Reinsurance pricing declined by an average of 22.8% across Gallagher Re’s portfolio at the June 2026 Florida renewal, reflecting a sharp softening driven by abundant capacity, improved terms and conditions, and the continuing impact of 2022 legislative reforms, according to Adam Schwebach, the firm’s Head of North American Property.
Providing an overview of the 2026 Florida reinsurance placement, Schwebach highlighted that the reforms achieved in 2022 have had a “monstrous impact” on the overall insurance and reinsurance market in the state of Florida.
“Hats off to our legislators and regulators for taking necessary steps. This was a huge part of conversations with reinsurers this year, who have the information and, really, the resolve to price according to a new environment in the state,” the executive added.
Schwebach continued, “It is a factor that we have a hard time quantifying.
“We’re very good as reinsurance brokers at quantifying changes in risk, but understanding what loadings were previously put into pricing models to account for litigation that was, quite frankly, out of control for a period of time is difficult.
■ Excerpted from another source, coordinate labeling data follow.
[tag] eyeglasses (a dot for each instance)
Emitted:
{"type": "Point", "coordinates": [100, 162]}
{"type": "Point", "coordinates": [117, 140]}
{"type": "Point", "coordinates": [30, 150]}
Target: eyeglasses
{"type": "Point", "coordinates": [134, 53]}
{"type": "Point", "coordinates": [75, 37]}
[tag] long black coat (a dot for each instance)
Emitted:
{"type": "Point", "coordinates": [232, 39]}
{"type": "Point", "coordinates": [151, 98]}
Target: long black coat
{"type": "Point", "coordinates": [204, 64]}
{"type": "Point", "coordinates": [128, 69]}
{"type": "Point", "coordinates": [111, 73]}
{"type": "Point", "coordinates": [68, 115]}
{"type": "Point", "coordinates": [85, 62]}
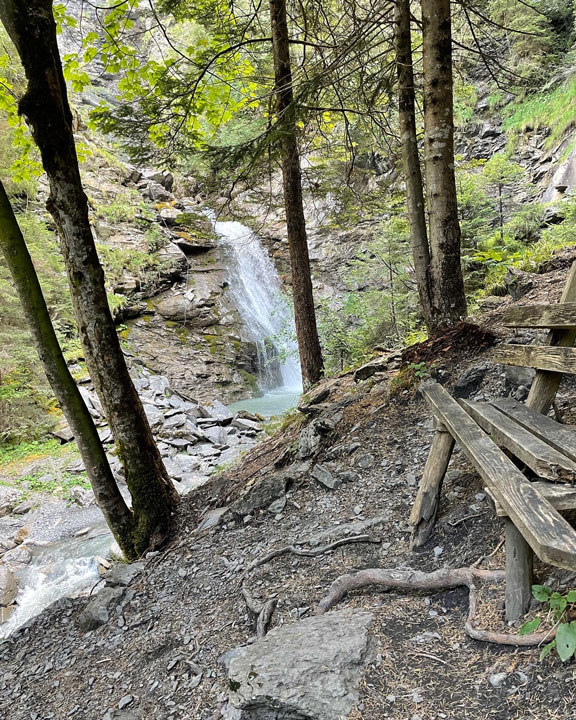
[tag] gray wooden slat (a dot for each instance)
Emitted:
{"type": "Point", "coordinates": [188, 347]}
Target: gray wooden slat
{"type": "Point", "coordinates": [546, 461]}
{"type": "Point", "coordinates": [558, 436]}
{"type": "Point", "coordinates": [545, 384]}
{"type": "Point", "coordinates": [549, 535]}
{"type": "Point", "coordinates": [561, 497]}
{"type": "Point", "coordinates": [561, 316]}
{"type": "Point", "coordinates": [542, 357]}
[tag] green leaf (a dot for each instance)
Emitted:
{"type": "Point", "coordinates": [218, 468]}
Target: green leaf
{"type": "Point", "coordinates": [547, 649]}
{"type": "Point", "coordinates": [558, 603]}
{"type": "Point", "coordinates": [541, 592]}
{"type": "Point", "coordinates": [529, 627]}
{"type": "Point", "coordinates": [566, 640]}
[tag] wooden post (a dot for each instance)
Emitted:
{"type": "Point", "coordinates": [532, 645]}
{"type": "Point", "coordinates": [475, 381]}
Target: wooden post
{"type": "Point", "coordinates": [519, 555]}
{"type": "Point", "coordinates": [425, 509]}
{"type": "Point", "coordinates": [546, 384]}
{"type": "Point", "coordinates": [519, 561]}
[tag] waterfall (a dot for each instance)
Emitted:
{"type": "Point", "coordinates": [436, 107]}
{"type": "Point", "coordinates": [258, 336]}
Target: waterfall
{"type": "Point", "coordinates": [257, 293]}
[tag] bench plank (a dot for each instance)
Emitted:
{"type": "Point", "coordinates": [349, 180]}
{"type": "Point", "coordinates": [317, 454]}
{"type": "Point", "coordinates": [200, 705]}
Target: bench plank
{"type": "Point", "coordinates": [561, 497]}
{"type": "Point", "coordinates": [558, 317]}
{"type": "Point", "coordinates": [549, 535]}
{"type": "Point", "coordinates": [546, 384]}
{"type": "Point", "coordinates": [558, 436]}
{"type": "Point", "coordinates": [546, 461]}
{"type": "Point", "coordinates": [542, 357]}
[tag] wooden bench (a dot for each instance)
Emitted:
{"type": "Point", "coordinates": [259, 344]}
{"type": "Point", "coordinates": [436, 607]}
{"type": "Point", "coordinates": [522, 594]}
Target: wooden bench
{"type": "Point", "coordinates": [526, 459]}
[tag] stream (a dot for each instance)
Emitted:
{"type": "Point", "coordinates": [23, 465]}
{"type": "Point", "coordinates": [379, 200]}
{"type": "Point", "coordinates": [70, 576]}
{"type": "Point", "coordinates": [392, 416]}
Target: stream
{"type": "Point", "coordinates": [69, 566]}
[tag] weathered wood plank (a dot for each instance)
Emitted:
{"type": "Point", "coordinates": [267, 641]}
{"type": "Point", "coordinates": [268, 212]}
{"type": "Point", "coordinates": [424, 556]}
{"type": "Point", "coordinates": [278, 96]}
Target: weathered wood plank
{"type": "Point", "coordinates": [425, 508]}
{"type": "Point", "coordinates": [549, 535]}
{"type": "Point", "coordinates": [561, 497]}
{"type": "Point", "coordinates": [519, 573]}
{"type": "Point", "coordinates": [560, 437]}
{"type": "Point", "coordinates": [561, 316]}
{"type": "Point", "coordinates": [542, 357]}
{"type": "Point", "coordinates": [546, 461]}
{"type": "Point", "coordinates": [545, 385]}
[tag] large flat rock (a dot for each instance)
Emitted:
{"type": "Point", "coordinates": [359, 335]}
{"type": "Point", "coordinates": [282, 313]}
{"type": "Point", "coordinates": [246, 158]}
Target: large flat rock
{"type": "Point", "coordinates": [309, 670]}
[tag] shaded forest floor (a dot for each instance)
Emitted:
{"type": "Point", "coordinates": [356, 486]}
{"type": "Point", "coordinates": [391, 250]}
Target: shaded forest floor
{"type": "Point", "coordinates": [158, 655]}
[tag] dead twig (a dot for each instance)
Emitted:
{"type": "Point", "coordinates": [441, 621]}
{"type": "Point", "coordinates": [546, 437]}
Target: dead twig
{"type": "Point", "coordinates": [311, 552]}
{"type": "Point", "coordinates": [466, 517]}
{"type": "Point", "coordinates": [485, 557]}
{"type": "Point", "coordinates": [442, 579]}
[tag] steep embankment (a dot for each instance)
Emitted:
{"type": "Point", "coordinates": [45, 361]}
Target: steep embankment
{"type": "Point", "coordinates": [348, 464]}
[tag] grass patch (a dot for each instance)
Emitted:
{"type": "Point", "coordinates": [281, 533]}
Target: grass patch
{"type": "Point", "coordinates": [555, 110]}
{"type": "Point", "coordinates": [30, 451]}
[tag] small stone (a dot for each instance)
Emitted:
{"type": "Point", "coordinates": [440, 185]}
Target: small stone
{"type": "Point", "coordinates": [497, 679]}
{"type": "Point", "coordinates": [277, 506]}
{"type": "Point", "coordinates": [125, 701]}
{"type": "Point", "coordinates": [365, 462]}
{"type": "Point", "coordinates": [324, 477]}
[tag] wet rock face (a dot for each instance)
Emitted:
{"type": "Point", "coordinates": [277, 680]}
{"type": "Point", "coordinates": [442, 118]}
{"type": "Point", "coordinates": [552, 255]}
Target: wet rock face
{"type": "Point", "coordinates": [309, 670]}
{"type": "Point", "coordinates": [8, 586]}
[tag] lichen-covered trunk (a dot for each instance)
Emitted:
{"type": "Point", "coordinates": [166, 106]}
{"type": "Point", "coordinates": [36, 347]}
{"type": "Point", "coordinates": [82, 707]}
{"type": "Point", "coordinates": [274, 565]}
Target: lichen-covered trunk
{"type": "Point", "coordinates": [19, 262]}
{"type": "Point", "coordinates": [32, 28]}
{"type": "Point", "coordinates": [446, 281]}
{"type": "Point", "coordinates": [411, 157]}
{"type": "Point", "coordinates": [311, 360]}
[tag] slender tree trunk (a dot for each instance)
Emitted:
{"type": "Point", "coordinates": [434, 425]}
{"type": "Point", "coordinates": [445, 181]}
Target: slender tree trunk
{"type": "Point", "coordinates": [305, 315]}
{"type": "Point", "coordinates": [411, 157]}
{"type": "Point", "coordinates": [446, 281]}
{"type": "Point", "coordinates": [32, 28]}
{"type": "Point", "coordinates": [19, 262]}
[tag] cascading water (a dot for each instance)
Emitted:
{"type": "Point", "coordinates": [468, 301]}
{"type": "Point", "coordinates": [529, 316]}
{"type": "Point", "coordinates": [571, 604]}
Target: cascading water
{"type": "Point", "coordinates": [257, 293]}
{"type": "Point", "coordinates": [63, 568]}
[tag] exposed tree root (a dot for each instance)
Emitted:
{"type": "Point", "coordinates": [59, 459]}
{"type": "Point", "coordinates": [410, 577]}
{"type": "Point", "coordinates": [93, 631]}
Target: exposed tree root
{"type": "Point", "coordinates": [309, 552]}
{"type": "Point", "coordinates": [443, 579]}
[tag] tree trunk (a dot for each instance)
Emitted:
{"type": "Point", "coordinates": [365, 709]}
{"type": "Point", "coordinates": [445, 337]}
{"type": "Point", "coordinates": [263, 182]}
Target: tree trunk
{"type": "Point", "coordinates": [305, 315]}
{"type": "Point", "coordinates": [411, 157]}
{"type": "Point", "coordinates": [446, 281]}
{"type": "Point", "coordinates": [19, 262]}
{"type": "Point", "coordinates": [32, 28]}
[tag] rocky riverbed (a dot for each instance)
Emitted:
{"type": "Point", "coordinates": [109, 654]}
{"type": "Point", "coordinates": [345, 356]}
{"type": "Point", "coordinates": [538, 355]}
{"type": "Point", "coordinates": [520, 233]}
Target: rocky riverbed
{"type": "Point", "coordinates": [195, 440]}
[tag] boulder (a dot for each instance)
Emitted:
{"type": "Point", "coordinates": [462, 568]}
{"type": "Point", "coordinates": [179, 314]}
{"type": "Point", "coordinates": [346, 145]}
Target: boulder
{"type": "Point", "coordinates": [177, 307]}
{"type": "Point", "coordinates": [164, 178]}
{"type": "Point", "coordinates": [170, 216]}
{"type": "Point", "coordinates": [261, 493]}
{"type": "Point", "coordinates": [99, 609]}
{"type": "Point", "coordinates": [216, 410]}
{"type": "Point", "coordinates": [470, 381]}
{"type": "Point", "coordinates": [308, 442]}
{"type": "Point", "coordinates": [175, 263]}
{"type": "Point", "coordinates": [391, 361]}
{"type": "Point", "coordinates": [156, 192]}
{"type": "Point", "coordinates": [123, 574]}
{"type": "Point", "coordinates": [309, 670]}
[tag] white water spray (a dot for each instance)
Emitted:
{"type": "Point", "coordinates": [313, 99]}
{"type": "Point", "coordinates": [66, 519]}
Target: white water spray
{"type": "Point", "coordinates": [257, 293]}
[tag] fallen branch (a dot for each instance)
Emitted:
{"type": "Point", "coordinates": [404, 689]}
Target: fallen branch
{"type": "Point", "coordinates": [265, 617]}
{"type": "Point", "coordinates": [443, 579]}
{"type": "Point", "coordinates": [311, 552]}
{"type": "Point", "coordinates": [261, 612]}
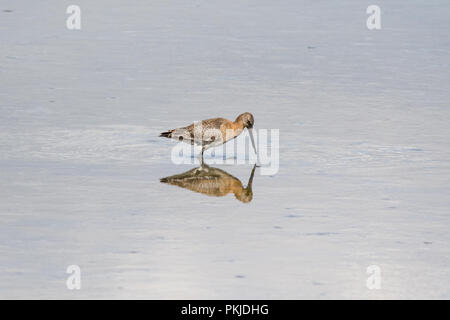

Overall, though, it had a major impact on pricing in 2026.”
Gallagher Re’s Head of North American Property noted that clients and reinsurance buyers within the state used the softening market to buy improved coverage during the June renewal.
Schwebach said some market participants questioned whether risk levels were lower this year, but explained that clients took the opposite view.
He pointed to 1992, when there was only a single event but a significant loss in Hurricane Andrew, as a reminder that additional protection remains important regardless of loss frequency.
He added, “Companies are also still cognisant that 2004 and 2005-level loss activity can happen in multiple landfalls. So, we saw our clients returning to the market with some price savings and using those savings to buy aggregate, multiple-event coverage, and drop-down coverage, all of which was afforded by reduced overall pricing within the market.
“Terms and conditions continued to improve for clients, given oversubscriptions, and both the ILS and traditional markets played a massive role in this.”
Schwebach said the 2026 quoting process was very orderly, with most reinsurers quoting in a 5–10% reduction range. He noted that some reinsurers quoted up to twice to secure line sizes, with pricing outcomes broadly aligning with an average 22.8% reduction across Gallagher Re’s portfolio.
He added that results were tightly clustered in a 20–25% range across clients and layers, describing it as a very positive outcome overall.
Schwebach went on, “In addition, we saw a willingness from reinsurers to continue to move down programs. That was to protect market share at the top of programs, but also very indicative of their belief that the reforms were going to have a significant impact on the bottom of programs.
“In many softening markets, we tend to see more softening at the top of programs and less towards the bottom. We didn’t see that this year. We saw very consistent softening in that 20–25% range across reinsurance towers from top to bottom, which was again a sign of abundant capacity.”
“Catastrophe bonds, as I mentioned, played a very significant role in the price levels for this year, and that is a market that continues to play a larger role in overall risk transfer strategies in Florida.
“We are at about $4.3 billion of issuance in 2026, relative to $4.6 billion in 2025, so slightly down year on year. But the thing to remember is that a lot of this is multiyear coverage; there is a lot of capacity from 2024 and 2025 issuances still sitting in reinsurance towers for many Florida carriers.”
Schwebach highlighted that catastrophe bond pricing continued to converge with traditional reinsurance pricing, which he described as a positive development.
He emphasised that this convergence is increasing optionality for reinsurance buyers in how they choose to access the market.
Schwebach concluded, “It is too early to tell what 1.1 2027 looks like, but it is an interesting and very positive trend for reinsurance buyers.
“What does this mean in terms of the overall cat pricing index? Mid-year 2026 results bring us back to pre-2023 pricing, which is positive to see.
“If you go further back historically, it gets closer to roughly 2010 pricing, which saw significant declines thereafter. So time will tell if this is the direction of the cycle.”